Co według Pana jest kluczowe podczas wychodzenia z nałogu?

Wiara w człowieka, że się uda. To jest chyba najważniejsze podczas całego procesu odwykowego i leczenia. Trzeba samemu wierzyć we własne siły. To, że chce się wyjść z nałogu to i tak już połowa sukcesu, ale wiara we własne możliwości sprawia, że nie chcemy się poddać, że brniemy naprzód. To, że ktoś we mnie uwierzył dało mi jeszcze więcej siły. Czułem, że nie jestem sam z tym problemem, że jak się potknę to będzie ktoś obok, kto poda mi rękę i pomoże wstać. Jak to ludzie mówią… „wiara przenosi góry”.

 

Jaką ma Pan radę dla osób, które obecnie walczą z nałogami.

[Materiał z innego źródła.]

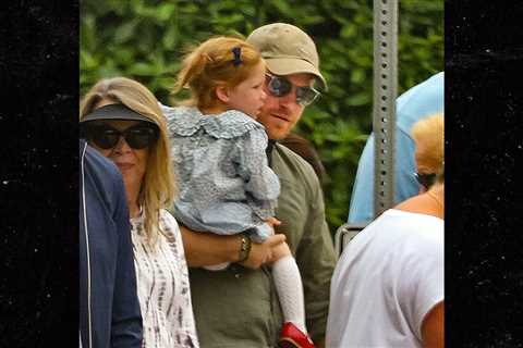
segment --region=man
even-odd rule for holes
[[[325,88],[326,83],[316,46],[300,28],[270,24],[254,30],[247,41],[260,51],[269,71],[267,99],[257,121],[266,127],[269,164],[281,184],[276,214],[281,225],[264,244],[182,227],[198,338],[203,348],[277,346],[282,316],[265,262],[287,237],[304,284],[307,330],[317,347],[323,347],[336,263],[323,192],[313,167],[276,141],[291,132],[305,105],[317,97],[313,84]],[[236,263],[221,272],[199,269],[221,262]]]
[[[396,186],[394,203],[417,195],[419,187],[414,174],[414,123],[445,108],[445,75],[440,72],[401,95],[396,102]],[[374,135],[367,139],[357,165],[351,197],[349,223],[369,223],[374,220]]]
[[[80,142],[80,346],[142,347],[125,189],[117,166]]]
[[[350,241],[332,276],[328,347],[445,346],[442,181]]]

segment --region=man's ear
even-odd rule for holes
[[[221,102],[229,102],[229,88],[224,85],[220,85],[216,87],[216,97]]]

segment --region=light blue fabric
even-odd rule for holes
[[[196,108],[162,105],[180,194],[174,217],[193,231],[248,232],[262,243],[272,233],[278,176],[267,164],[267,134],[246,114],[204,115]]]
[[[411,127],[425,116],[445,110],[445,73],[440,72],[398,97],[396,101],[396,192],[394,203],[415,196],[419,186],[414,178],[414,141]],[[374,135],[367,139],[357,165],[351,197],[349,223],[368,223],[374,219]]]

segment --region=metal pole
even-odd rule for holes
[[[374,216],[394,202],[398,0],[374,0]]]

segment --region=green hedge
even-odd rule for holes
[[[248,35],[272,22],[316,41],[329,91],[296,129],[327,169],[327,220],[345,222],[357,160],[372,128],[373,1],[224,0],[81,2],[81,94],[101,77],[127,76],[170,102],[187,45],[212,35]],[[403,0],[399,9],[399,92],[443,69],[443,1]]]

Nie wstydźcie się szukać pomocy. Wiem, że to nie jest łatwe, ale „leczenie” samemu z uzależnienia jakim jest alkoholizm, czy choćby jakimkolwiek, nie da żadnych rezultatów. Nie pomoże wam rozwiązać tego problemu na zawsze, a tylko da iluzyjnie myśli, że pokonaliście ten nałóg. Będziecie mieli fałszywe poczucie wolności. Pomoc specjalistów, osób, które wiedzą jak sobie radzić, albo takich, które również walczyły z nałogiem i wygrały, jest niezbędna. No i na koniec…. Nie poddawajcie się, warto walczyć o trzeźwość.